Sadly, California is unlikely to be unique in this regard. Maternal death rates have probably increased in other states and in the country as a whole as well. On January 26th, the Joint Commission issued a Sentinel Event Alert to hospitals, notifying them that “current trends and evidence suggest that maternal mortality rates may be increasing in the U.S.” The Commission acknowledged that that incidence of maternal death remains low — at an estimated 13.3 deaths per 100,000 live births — and that a possible reason for the increases seen is better identification of women who die during or shortly after pregnancy. Still, the Commission quoted the CDC’s Dr.

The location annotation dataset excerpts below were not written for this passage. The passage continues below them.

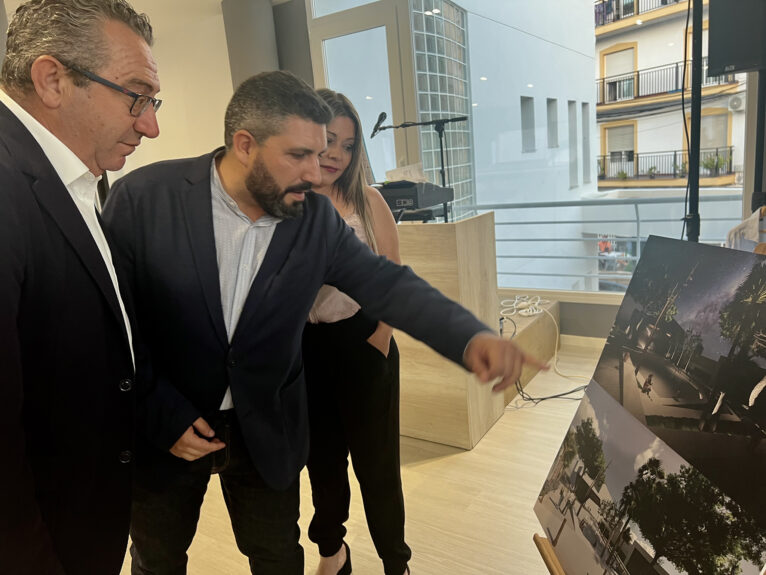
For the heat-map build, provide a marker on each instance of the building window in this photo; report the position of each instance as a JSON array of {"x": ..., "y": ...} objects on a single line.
[
  {"x": 619, "y": 72},
  {"x": 553, "y": 123},
  {"x": 586, "y": 143},
  {"x": 527, "y": 124},
  {"x": 620, "y": 148},
  {"x": 714, "y": 131},
  {"x": 572, "y": 105}
]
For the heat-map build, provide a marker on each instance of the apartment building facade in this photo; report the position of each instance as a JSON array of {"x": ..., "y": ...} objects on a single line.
[{"x": 643, "y": 66}]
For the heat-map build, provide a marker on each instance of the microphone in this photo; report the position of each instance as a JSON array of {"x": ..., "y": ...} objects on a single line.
[{"x": 376, "y": 129}]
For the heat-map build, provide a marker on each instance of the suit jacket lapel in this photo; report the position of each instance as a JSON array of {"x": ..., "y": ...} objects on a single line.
[
  {"x": 280, "y": 247},
  {"x": 55, "y": 199},
  {"x": 198, "y": 212}
]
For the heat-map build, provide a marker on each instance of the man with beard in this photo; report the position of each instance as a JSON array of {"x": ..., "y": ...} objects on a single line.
[{"x": 225, "y": 255}]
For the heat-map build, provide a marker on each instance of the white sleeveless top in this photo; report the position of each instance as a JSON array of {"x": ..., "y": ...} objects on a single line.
[{"x": 331, "y": 304}]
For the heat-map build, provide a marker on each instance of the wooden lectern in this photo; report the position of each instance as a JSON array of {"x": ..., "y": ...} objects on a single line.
[{"x": 440, "y": 401}]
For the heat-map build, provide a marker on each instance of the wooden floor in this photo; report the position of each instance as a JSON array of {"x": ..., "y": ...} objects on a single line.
[{"x": 468, "y": 512}]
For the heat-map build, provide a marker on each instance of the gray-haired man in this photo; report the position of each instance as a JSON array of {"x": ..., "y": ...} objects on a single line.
[
  {"x": 78, "y": 85},
  {"x": 225, "y": 255}
]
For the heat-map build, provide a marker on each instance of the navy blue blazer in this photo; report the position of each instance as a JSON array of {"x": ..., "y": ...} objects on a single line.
[
  {"x": 66, "y": 392},
  {"x": 160, "y": 219}
]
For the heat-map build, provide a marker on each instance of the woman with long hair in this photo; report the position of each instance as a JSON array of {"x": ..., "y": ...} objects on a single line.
[{"x": 352, "y": 374}]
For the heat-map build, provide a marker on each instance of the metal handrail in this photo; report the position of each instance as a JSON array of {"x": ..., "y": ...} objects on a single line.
[
  {"x": 628, "y": 165},
  {"x": 608, "y": 11},
  {"x": 665, "y": 79},
  {"x": 632, "y": 234}
]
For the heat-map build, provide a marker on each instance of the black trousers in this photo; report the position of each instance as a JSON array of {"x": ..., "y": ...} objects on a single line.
[
  {"x": 167, "y": 500},
  {"x": 353, "y": 395}
]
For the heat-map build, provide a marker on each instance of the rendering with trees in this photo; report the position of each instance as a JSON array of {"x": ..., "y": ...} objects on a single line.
[
  {"x": 619, "y": 500},
  {"x": 687, "y": 358},
  {"x": 661, "y": 470}
]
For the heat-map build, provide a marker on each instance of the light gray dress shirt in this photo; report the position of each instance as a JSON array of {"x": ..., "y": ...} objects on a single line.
[{"x": 240, "y": 246}]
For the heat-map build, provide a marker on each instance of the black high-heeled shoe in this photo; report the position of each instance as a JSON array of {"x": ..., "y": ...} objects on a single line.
[{"x": 346, "y": 569}]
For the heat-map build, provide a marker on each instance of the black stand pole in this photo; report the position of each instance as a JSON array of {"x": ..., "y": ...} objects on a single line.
[
  {"x": 439, "y": 127},
  {"x": 759, "y": 199},
  {"x": 693, "y": 217}
]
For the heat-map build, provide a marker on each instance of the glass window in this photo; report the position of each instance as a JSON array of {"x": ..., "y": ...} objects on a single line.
[
  {"x": 572, "y": 107},
  {"x": 527, "y": 124},
  {"x": 325, "y": 7},
  {"x": 553, "y": 122},
  {"x": 586, "y": 143},
  {"x": 353, "y": 64},
  {"x": 714, "y": 131}
]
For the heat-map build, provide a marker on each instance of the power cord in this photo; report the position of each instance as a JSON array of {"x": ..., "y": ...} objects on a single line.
[{"x": 526, "y": 305}]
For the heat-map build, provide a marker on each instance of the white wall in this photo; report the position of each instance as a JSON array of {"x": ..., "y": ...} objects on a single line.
[
  {"x": 191, "y": 53},
  {"x": 549, "y": 45}
]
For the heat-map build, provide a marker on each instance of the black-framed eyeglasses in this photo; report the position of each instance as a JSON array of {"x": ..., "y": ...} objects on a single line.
[{"x": 141, "y": 102}]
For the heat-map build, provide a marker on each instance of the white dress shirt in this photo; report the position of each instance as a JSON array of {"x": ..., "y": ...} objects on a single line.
[
  {"x": 81, "y": 185},
  {"x": 240, "y": 245}
]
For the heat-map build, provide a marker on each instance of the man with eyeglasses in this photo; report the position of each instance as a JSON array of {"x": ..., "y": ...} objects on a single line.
[{"x": 77, "y": 95}]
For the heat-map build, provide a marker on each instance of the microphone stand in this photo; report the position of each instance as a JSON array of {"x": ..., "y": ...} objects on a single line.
[{"x": 439, "y": 127}]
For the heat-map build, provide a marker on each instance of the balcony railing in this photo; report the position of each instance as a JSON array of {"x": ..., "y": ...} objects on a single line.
[
  {"x": 653, "y": 81},
  {"x": 627, "y": 165},
  {"x": 608, "y": 11}
]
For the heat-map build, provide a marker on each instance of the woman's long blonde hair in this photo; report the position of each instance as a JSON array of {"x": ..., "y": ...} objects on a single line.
[{"x": 352, "y": 182}]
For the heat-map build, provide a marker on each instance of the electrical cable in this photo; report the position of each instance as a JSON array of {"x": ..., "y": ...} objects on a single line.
[
  {"x": 524, "y": 303},
  {"x": 683, "y": 113}
]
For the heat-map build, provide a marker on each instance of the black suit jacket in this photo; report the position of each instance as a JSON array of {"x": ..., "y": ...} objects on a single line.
[
  {"x": 160, "y": 218},
  {"x": 65, "y": 424}
]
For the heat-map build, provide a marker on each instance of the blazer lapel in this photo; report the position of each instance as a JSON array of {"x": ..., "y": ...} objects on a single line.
[
  {"x": 281, "y": 245},
  {"x": 55, "y": 199},
  {"x": 198, "y": 212}
]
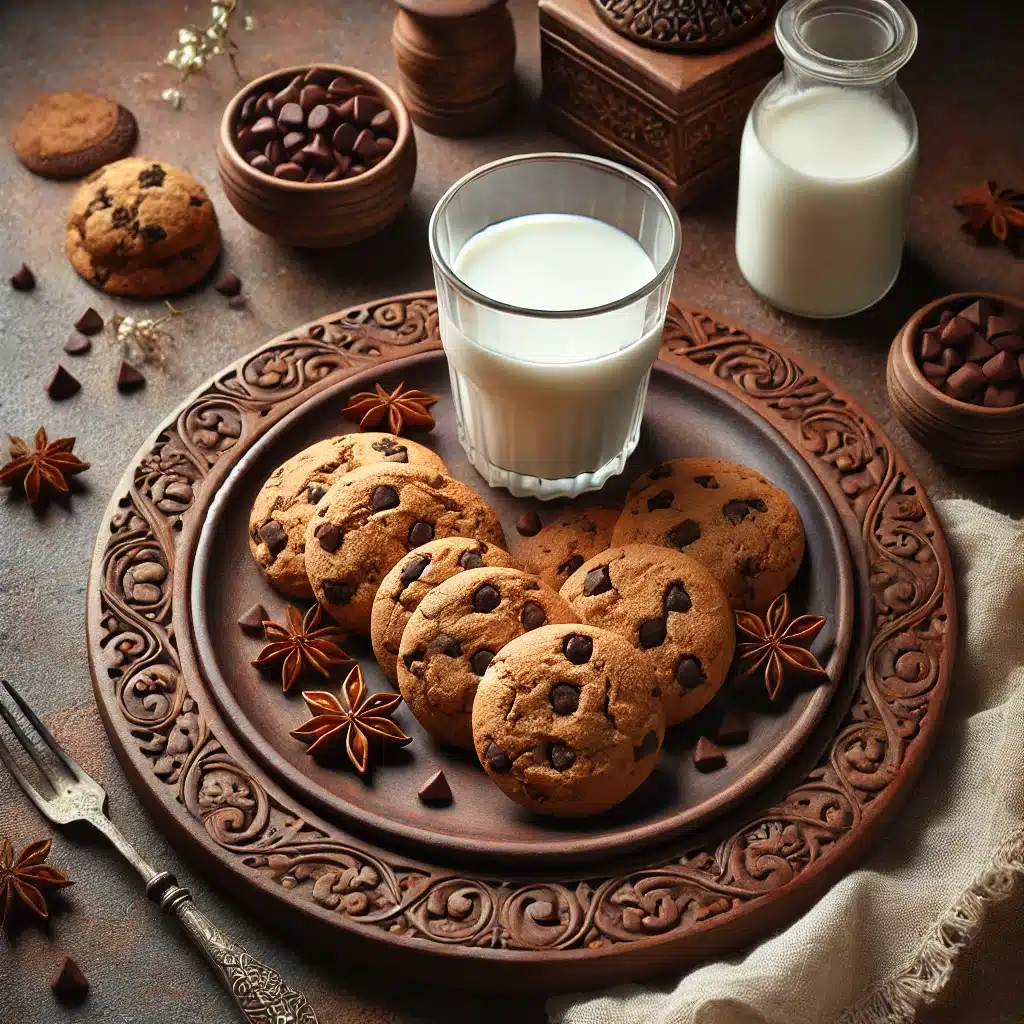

William M. Callaghan as follows: “[T]here clearly has been no decrease in maternal mortality in recent years, and we are not moving toward the U.S. government’s Healthy People 2010 target of no more than 3.3 maternal deaths per 100,000 live births[].” Moreover, “[m]aternal deaths are the tip of the iceberg for they are a signal that there are likely bigger problems beneath — some of which are preventable,” says Dr. Callaghan. “It is important to consider the women who get very, very sick and do not die, because for every woman who dies, there are 50 who are very ill, suffering significant complications of pregnancy, labor and delivery.”
Not all maternal deaths are preventable, of course. To reduce the rate of those that are, the Joint Commission suggests a number of actions for hospitals and physicians to take, including participating in state-level maternal mortality reviews and developing protocols (and holding drills to train staff on the protocols) for responding to conditions such as hemorrhage and pre-eclampsia. More concretely, the Commission quotes Dr. Steven L. Clark of the Hospital Corporation of America who argues that the “only cause of maternal death amenable to nationwide systematic prevention efforts is pulmonary embolism [a blood clot in the lung].” Disappointingly, while nearly all adult patients undergoing major surgery receive prophylactic measures for the prevention of venous thromboembolism (VTE) — even patients with no risk factors for the condition — pregnant women undergoing Cesarean delivery traditionally do not, despite the fact that they are at increased risk. In light of the Commission’s Sentinel Event Alert, it seems to me that hospitals would be well-advised to adopt VTE prophylactic measures for all pregnant women undergoing Cesarean sections at once. Is there a downside I am missing?